Development of ANA ELISA test kits

The calf thymus gland was utilized as the antigenic source for the dsDNA and ENA tests, while nuclei were isolated from the Hep-2 cell line. All three test kits were designed according to the indirect ELISA method. However, there were differences in the attachment of antigens to the well bottom. In the ENA test, the antigens were directly attached to the bottom of the wells in PBS, while in the dsDNA test, protamine sulfate was employed as a linker substance to bind DNA to the wells. In the Hep-2 nucleus test, nuclei were bound to the bottom using a commercial solution (Kementec, WellChampion) and subsequently blocked with this solution. 1% BSA was used for blocking in the dsDNA and ENA tests.

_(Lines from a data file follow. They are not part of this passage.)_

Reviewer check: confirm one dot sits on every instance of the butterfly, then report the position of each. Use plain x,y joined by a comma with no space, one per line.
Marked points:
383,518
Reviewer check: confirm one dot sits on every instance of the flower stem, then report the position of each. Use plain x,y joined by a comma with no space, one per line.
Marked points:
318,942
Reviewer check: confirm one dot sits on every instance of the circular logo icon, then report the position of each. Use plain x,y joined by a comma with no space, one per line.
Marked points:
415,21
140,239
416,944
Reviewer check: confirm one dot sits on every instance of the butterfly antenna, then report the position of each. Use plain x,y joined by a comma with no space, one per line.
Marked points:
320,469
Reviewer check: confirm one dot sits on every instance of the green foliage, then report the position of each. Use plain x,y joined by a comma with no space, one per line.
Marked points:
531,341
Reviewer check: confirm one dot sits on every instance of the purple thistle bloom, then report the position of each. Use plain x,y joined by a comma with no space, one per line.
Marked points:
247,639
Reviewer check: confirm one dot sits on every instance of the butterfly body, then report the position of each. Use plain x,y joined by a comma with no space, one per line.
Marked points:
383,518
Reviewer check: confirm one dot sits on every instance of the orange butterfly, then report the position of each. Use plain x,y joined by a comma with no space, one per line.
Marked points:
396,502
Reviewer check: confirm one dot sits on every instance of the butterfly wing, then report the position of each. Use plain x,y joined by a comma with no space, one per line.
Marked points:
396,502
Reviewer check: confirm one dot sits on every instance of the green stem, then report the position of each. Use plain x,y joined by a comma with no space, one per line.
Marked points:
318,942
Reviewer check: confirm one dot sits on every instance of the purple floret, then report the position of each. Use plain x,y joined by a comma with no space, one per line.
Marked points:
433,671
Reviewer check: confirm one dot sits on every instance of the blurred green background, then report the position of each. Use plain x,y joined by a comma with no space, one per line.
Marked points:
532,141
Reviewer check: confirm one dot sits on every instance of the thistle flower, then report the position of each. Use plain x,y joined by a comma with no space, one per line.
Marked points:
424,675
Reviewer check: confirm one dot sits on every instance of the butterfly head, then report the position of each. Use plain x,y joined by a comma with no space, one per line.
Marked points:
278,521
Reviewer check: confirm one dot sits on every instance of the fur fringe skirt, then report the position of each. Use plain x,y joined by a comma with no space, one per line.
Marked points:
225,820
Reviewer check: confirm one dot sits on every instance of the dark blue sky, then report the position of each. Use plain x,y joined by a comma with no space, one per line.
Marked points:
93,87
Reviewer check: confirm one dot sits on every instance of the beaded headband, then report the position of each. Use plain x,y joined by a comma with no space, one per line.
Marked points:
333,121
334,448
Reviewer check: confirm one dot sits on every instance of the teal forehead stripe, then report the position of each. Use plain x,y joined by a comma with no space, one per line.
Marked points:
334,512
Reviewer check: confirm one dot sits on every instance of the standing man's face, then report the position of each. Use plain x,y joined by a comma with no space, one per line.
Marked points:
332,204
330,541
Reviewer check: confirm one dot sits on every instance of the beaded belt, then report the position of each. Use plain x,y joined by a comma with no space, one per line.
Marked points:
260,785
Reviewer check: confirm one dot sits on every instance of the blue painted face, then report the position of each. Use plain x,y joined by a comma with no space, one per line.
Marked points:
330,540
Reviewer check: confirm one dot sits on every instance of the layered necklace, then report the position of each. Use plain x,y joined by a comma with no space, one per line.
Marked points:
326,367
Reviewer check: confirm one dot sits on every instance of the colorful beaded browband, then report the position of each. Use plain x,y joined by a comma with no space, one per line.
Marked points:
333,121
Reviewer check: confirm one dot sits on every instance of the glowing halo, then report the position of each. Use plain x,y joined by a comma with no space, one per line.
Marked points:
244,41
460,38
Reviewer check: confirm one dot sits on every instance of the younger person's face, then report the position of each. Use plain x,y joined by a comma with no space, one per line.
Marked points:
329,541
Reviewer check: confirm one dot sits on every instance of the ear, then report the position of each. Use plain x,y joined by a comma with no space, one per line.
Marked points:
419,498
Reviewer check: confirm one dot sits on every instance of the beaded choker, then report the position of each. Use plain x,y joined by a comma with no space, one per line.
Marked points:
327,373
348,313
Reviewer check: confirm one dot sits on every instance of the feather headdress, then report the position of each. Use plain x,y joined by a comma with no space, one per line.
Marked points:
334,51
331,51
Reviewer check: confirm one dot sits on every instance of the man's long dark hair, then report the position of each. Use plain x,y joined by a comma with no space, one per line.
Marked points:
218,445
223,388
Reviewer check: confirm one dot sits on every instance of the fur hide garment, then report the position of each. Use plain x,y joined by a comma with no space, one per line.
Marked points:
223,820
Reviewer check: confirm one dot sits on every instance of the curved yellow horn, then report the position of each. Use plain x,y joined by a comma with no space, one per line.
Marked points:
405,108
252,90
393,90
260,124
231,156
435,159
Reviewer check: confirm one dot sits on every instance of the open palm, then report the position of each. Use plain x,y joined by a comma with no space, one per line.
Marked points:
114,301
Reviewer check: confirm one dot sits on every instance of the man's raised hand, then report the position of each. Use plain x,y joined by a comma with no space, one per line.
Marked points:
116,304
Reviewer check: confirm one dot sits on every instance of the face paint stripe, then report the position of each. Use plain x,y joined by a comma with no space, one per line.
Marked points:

Additionally, unlike the other two tests, in the Hep-2 nucleus test, Triton X was used to enhance membrane permeability, as intact nuclei were utilized. All subsequent steps were similar for all three tests. Serum samples were diluted 1/100 and added to the wells alongside negative and positive control samples. Subsequently, anti-human IgG conjugated with biotin and streptavidin peroxidase was added. Plates were washed three times with 0.05% Tween before each solution was added. Finally, a chromogenic substrate (tetramethylbenzidine, TMB) was added, and the reaction was halted with 11% H₂SO₄. The plates were then read using a spectrophotometer at 450 nm.

Validation of test kits: intra-assay and inter-assay data

The intra-assay (within-test) and inter-assay (between-test) CV percentages were obtained by performing repeated measurements of two negative and two positive samples across four different plates. These values were computed using the formula: “% CV = (OD standard deviation / OD mean) × 100.” The intra- and inter-assay means for the dsDNA, ENA, and Hep-2 nucleus tests were 7.8%, 7.5%, and 9.9%, respectively.

Sensitivity and specificity analysis

For the sensitivity and specificity analyses, dsDNA and ENA positive and negative samples were analyzed at the İnönü University Medical Faculty Central Microbiology Laboratory (DIESSE Diagnostica Senese S.p.A. Chorus ds-DNA-G, ANA-8). For the dsDNA test, 48 positive and 48 negative samples were used, while for the ENA and Hep-2 tests, 12 negative and 12 positive samples were used. The positive samples used in the Hep-2 nucleus test were positive for both dsDNA and ENA. The sensitivities for the dsDNA, ENA, and Hep-2 nucleus tests were found to be 93.8%, 83.3%, and 90%, respectively, while the specificities for these tests were 91.7%, 83.3%, and 87.5%, respectively.

Cross-reactivity with different types of autoantibodies

Serum samples that exhibited negative ANA levels but tested positive for various autoantibodies (anti-cyclic citrullinated peptide (anti-CCP) [n = 2], anti-β2-glycoprotein I [n = 2], anti-myeloperoxidase (anti-MPO) [n = 1], anti-proteinase 3 (anti-PR3) [n = 2], and anti-cardiolipin [n = 1]) were analyzed to assess cross-reactivity in dsDNA, ENA, and Hep-2 nucleus testing. The results indicated that the five different autoantibodies examined did not exhibit cross-reactivity in the dsDNA and Hep-2 nucleus tests; however, anti-CCP and anti-β2-glycoprotein demonstrated low levels of cross-reactivity in the ENA test.

Sample analysis

While the majority of the samples analyzed consisted of serum, a few samples were derived from plasma, and some were hemolyzed serum. Therefore, the impact of serum, plasma, and hemolyzed serum samples from the same individual on the test results was evaluated. The findings indicated that samples from all three types did not significantly affect the test outcomes.

ANA measurements were conducted using three validated ELISA test kits (dsDNA, ENA, and Hep-2 nucleus). The cut-off value was established based on the negative control optical density (OD) multiplied by 1.5, as determined in the validation studies. The obtained OD values were converted to an antibody index using the formula: Ab index = Sample OD / Cut-off OD. Samples with an index value of < 1.0 were classified as ANA IgG negative, while those with an index value > 1.0 were classified as ANA IgG positive. The test was considered valid if the antibody index of the positive control was > 1.1 and that of the negative control was < 0.9.